President Donald Trump speaks with reporters before boarding Air Force One on September 24. The Trump administration announced new travel ban restrictions after spending months hashing out the details, determined to avoid a repeat of the chaos of the first travel ban.
Photograph by Evan Vucci/AP
From the time he first tried to institute a travel ban in the early days of his administration, President Trump’s efforts to crack down on immigration have presented a quandary for energy producers.
On the one hand, the oil industry generally appreciates Trump’s anti-regulation stance, especially his efforts to roll back Obama-era rules enacted by the Environmental Protection Agency. But the travel ban poses a direct threat to the industry’s workforce, both present and future.
In late September, President Trump issued new travel restrictions on foreigners from countries including Iran, Libya, Syria, Venezuela, and Yemen. The latest restrictions were designed to replace earlier ones that had been struck down by the courts.
Trump tweeted that the measures were part of his “sacred obligation” to “ensure the safety and security of the American people.”
For the oil and gas industry, though, the ban is nettlesome. “The travel ban is a problem for the oil and gas industry because they’re a global industry,” says Michael Webber, deputy director of the Energy Institute at the University of Texas. “If you put restrictions on how people can move around the world, it affects how these companies operate.”

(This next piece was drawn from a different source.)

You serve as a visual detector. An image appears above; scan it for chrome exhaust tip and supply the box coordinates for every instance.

Managers may be unable to oversee workers they manage in the U.S., and supervisors may be unable to visit well sites or meet with regulators.
Recruiting new talent also may become more difficult at a time when oil and gas companies need it most. The industry has been on the hunt for young talent as many senior engineers enter retirement, sometimes referred to as “the great crew change.”
U.S. companies operating abroad almost must be prepared for retaliation. Countries targeted by Trump’s travel ban may impose similar restrictions on U.S. workers operating in those countries. “That makes life more expensive for these companies,” Webber says.
Companies fear that the ban could hurt their ability to win drilling concessions overseas and curtail investment opportunities. Earlier in the year, Iraq’s parliament called for a barring U.S. citizens from the country in response to Trump’s first attempt at a travel ban. The move, which wasn’t enacted, would have hit Irving-based ExxonMobil particularly hard. The company produces about half a million barrels of oil a day in Iraq.
And it’s not just producers. The ban itself and any retaliation by other countries could hurt oil field service companies such as Halliburton and Baker Hughes, with tens of thousands of workers in Texas.
The ban—or the threat of them—is affecting academia as well. UT has seen an enrollment decline among foreign students studying geology and petroleum engineering, Webber says, and the restrictions pose concerns for some 150 foreign students already attending the school. While the impact has been small so far, it could increase once the ban takes effect.
Oil companies themselves have said little about the ban through its different iterations this year. That may be because companies don’t want to rile Trump, who has favored easing regulations that affect the industry, from environmental restrictions to rules on offshore drilling.
Some rules, such as loosening financial reporting requirements for publicly traded oil companies, may benefit the industry, but Webber says hopes for less regulation may be misplaced. Much of the administration’s efforts to roll back environmental restrictions, for example, will benefit coal at the expense of natural gas. “I think in the end that Trump is not good for oil and gas,” he says. “Anything you do to promote coal or nuclear is bad for natural gas.”